Jewish History and Culture in the Early Modern World: New Perspectives in Research, Exhibitions and Digitization

Simon Dubnow Institute for Jewish History and Culture at Leipzig University; in cooperation with the Leibniz Institute for the History and Culture of Eastern Europe (GWZO)
19.06.2017 - 20.06.2017
Johannes Czakai, Selma Stern Center for Jewish Studies Berlin-Brandenburg (ZJS)

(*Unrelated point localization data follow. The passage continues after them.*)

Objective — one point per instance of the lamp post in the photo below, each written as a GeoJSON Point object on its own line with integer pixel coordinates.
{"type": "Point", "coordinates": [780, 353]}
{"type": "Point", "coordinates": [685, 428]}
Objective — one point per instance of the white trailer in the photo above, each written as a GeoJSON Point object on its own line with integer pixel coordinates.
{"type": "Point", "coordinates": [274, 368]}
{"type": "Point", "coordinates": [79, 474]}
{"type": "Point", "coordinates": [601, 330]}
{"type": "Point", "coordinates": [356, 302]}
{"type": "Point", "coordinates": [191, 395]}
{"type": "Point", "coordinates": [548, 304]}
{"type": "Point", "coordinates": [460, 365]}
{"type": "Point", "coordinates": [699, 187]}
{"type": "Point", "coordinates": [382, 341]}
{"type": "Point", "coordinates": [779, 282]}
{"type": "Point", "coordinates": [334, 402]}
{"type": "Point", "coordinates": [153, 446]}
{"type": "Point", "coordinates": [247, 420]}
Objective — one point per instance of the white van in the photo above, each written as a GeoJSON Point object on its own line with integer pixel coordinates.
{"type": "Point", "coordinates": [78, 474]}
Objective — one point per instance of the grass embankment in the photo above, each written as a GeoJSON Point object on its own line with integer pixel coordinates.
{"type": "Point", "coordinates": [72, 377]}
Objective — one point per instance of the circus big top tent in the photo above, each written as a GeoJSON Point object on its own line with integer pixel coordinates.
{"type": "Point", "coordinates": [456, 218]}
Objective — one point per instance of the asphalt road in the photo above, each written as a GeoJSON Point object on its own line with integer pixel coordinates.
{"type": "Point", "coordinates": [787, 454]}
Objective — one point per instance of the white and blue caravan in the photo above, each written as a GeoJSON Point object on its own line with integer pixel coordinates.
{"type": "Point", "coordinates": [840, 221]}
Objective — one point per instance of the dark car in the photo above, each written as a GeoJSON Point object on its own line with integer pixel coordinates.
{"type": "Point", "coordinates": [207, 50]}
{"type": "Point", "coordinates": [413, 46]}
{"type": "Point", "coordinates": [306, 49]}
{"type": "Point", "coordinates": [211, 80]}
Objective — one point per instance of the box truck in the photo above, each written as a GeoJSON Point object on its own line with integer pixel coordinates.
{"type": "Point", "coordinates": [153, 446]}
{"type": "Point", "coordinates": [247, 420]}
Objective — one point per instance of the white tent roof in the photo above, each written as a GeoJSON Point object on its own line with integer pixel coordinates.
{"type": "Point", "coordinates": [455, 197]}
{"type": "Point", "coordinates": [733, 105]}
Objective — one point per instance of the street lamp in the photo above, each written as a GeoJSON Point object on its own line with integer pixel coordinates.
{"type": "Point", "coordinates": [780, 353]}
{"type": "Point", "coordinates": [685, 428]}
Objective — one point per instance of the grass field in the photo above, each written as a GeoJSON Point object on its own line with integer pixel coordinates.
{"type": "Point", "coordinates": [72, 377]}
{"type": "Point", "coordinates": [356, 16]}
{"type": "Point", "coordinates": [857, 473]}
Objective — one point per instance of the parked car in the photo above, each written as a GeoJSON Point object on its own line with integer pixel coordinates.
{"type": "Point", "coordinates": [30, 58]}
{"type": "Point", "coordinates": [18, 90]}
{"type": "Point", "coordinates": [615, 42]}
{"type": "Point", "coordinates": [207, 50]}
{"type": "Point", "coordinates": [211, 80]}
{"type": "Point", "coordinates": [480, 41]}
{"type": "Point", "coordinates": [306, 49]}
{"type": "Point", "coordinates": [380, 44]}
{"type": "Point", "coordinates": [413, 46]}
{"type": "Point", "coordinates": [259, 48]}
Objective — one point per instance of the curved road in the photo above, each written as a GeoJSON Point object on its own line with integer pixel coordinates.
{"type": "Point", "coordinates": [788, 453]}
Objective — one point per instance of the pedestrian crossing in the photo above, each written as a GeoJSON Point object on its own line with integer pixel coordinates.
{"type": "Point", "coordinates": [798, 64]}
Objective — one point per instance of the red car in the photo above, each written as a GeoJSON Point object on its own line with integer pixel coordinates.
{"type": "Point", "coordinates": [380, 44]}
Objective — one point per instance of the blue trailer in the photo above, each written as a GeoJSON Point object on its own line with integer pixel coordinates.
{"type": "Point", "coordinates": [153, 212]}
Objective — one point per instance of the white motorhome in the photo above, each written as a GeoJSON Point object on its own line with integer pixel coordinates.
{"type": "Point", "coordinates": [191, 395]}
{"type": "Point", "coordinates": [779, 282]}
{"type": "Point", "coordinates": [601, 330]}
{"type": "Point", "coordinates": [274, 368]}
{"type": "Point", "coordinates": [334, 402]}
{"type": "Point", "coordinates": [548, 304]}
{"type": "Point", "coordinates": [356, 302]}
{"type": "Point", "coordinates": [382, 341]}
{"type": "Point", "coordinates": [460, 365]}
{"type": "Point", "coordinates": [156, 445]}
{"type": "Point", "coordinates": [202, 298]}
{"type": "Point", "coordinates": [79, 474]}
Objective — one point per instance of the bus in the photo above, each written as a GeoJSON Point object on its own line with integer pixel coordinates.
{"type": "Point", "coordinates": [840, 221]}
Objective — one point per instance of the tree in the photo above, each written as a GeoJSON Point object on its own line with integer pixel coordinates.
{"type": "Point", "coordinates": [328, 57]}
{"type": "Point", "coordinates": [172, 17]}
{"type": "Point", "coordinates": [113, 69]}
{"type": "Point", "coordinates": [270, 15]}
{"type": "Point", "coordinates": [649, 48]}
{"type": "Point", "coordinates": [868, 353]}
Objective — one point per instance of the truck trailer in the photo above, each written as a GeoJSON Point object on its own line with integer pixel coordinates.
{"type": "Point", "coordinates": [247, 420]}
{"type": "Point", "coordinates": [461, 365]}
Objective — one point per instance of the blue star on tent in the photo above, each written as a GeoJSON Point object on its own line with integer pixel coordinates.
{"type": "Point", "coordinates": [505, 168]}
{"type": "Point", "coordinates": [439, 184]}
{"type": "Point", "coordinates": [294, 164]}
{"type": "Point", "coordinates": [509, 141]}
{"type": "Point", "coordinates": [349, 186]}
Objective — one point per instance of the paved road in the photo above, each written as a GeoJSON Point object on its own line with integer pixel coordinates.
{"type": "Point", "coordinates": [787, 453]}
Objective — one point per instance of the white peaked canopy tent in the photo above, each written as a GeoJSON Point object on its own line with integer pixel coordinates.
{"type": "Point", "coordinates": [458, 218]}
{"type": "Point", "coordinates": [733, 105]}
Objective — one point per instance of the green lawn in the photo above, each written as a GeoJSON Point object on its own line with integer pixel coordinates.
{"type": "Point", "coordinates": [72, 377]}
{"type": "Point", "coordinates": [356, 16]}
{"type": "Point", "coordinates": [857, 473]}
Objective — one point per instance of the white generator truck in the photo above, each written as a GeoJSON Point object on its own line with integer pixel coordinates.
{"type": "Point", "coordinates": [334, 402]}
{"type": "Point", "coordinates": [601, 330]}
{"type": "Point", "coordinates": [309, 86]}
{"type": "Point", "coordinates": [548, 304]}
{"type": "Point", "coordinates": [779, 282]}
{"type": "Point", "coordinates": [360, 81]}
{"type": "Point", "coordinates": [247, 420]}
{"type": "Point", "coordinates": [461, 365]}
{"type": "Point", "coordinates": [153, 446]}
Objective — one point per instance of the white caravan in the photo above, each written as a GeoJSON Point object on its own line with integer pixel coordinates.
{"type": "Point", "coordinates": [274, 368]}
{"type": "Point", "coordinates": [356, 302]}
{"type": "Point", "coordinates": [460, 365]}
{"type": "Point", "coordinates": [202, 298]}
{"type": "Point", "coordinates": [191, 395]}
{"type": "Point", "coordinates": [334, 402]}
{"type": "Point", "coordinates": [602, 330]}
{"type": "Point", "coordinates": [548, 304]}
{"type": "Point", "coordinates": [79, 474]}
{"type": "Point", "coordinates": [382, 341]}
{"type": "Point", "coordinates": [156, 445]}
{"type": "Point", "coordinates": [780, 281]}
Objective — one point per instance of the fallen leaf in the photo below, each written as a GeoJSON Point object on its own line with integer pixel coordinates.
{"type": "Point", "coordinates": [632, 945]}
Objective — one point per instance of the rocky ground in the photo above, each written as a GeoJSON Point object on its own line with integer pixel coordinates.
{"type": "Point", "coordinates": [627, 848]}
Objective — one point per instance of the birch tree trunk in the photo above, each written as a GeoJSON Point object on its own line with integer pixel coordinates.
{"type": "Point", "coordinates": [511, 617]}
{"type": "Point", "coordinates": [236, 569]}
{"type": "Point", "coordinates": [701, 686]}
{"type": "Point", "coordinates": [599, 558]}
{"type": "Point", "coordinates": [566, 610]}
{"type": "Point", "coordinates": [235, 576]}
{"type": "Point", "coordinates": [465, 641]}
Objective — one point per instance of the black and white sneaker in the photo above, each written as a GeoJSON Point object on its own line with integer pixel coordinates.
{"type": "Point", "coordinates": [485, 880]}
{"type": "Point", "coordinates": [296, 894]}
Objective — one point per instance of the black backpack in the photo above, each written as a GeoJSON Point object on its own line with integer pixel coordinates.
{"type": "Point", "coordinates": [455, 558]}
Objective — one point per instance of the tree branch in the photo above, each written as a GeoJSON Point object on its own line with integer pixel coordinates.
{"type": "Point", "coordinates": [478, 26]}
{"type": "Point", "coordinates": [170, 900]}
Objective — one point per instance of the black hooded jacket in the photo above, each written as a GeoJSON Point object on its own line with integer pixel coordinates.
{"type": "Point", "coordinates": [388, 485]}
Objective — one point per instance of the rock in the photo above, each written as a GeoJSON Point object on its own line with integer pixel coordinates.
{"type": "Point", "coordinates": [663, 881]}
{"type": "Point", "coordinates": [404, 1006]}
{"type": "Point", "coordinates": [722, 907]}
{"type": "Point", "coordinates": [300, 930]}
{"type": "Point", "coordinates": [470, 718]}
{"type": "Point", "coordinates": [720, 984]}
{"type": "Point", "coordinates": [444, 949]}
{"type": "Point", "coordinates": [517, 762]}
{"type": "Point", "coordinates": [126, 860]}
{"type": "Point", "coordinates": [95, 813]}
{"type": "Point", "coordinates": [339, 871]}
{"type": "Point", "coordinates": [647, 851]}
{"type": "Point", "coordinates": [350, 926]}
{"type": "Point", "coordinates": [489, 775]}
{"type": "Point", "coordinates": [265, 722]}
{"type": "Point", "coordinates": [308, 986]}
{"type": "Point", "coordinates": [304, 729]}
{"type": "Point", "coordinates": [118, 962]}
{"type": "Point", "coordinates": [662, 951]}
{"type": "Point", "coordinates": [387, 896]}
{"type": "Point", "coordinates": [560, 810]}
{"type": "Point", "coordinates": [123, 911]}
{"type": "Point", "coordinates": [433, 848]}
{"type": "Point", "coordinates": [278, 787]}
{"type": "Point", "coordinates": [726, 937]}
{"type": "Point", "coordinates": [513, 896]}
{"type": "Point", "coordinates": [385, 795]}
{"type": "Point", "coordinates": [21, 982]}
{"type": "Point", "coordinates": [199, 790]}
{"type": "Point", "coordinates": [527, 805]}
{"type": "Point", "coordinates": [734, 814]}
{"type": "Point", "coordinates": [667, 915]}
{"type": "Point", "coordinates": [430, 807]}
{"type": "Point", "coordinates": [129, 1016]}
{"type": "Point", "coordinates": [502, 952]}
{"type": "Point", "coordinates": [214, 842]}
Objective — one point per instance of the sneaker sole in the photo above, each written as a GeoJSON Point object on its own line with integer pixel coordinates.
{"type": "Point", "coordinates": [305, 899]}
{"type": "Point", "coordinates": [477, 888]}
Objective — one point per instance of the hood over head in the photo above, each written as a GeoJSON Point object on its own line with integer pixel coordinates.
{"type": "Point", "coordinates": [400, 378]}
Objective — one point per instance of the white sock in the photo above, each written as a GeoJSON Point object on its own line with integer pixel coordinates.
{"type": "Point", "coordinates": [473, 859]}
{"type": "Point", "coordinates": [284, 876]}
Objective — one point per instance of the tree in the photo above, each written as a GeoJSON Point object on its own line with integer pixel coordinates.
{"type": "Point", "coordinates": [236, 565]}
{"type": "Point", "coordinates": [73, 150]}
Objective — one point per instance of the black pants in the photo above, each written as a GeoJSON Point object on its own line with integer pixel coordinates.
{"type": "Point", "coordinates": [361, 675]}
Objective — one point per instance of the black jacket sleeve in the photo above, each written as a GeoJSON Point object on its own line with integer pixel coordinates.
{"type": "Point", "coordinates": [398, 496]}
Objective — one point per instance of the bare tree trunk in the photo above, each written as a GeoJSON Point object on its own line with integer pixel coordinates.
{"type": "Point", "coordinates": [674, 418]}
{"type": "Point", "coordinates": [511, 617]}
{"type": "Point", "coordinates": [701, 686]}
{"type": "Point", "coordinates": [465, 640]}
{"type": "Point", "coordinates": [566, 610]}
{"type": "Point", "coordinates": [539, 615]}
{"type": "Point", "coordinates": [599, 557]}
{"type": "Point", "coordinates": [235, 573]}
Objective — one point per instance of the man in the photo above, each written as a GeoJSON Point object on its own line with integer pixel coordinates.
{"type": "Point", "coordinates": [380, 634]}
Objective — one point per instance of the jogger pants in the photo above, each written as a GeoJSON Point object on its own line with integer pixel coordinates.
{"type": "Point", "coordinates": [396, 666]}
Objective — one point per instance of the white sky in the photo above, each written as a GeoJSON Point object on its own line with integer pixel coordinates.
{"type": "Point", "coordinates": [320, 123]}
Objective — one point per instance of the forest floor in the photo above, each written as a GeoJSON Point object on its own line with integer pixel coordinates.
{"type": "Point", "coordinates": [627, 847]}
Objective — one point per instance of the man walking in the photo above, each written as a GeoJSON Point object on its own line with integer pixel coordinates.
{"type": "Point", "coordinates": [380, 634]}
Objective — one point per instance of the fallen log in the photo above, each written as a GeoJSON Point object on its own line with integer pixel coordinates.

The workshop “Jewish History and Culture in the Early Modern World: New Perspectives in Research, Exhibitions and Digitization” aimed to bring together historians, museologists, and collaborators on digital humanities projects and to facilitate an exchange on new research perspectives, new exhibition concepts, as well as new approaches from the field of eHumanities. As the organizers Jörg Deventer and Jürgen Heyde explained in their introduction, the planning of the workshop proceeded on the basis of three observations: 1) Following the digital turn, web-based approaches have also gained increasing significance in research on the early modern period, allowing scholars all over the world to access digital archives. However, opportunities in early modern research within Jewish Studies remain scarce. For example, from among the sixty projects listed on the portal Ruach Digitalit[1], which went online in 2014 to promote the digital humanities in Israel, only one is explicitly dedicated to Jewish history in the early modern period, namely the “Pinkassim Project”.[2] What further trends are discernible here? 2) Increased interest in Jewish history and culture has led to new forms of visualization and the dissemination of knowledge. How do large museums dedicated to Jewish history such as POLIN in Warsaw and the Jewish Museum in Berlin deal with the early modern era in their exhibitions? 3) Much research over the past years and decades has been reevaluating and correcting the hitherto rather negative perception of Jewish pre-modernity and casting it rather as an era of transition and rupture in its own right.[3] Current research approaches dealing for example with questions of everyday lived realities, mobility, and religious fluidity have been casting new light on hitherto unknown or neglected sources.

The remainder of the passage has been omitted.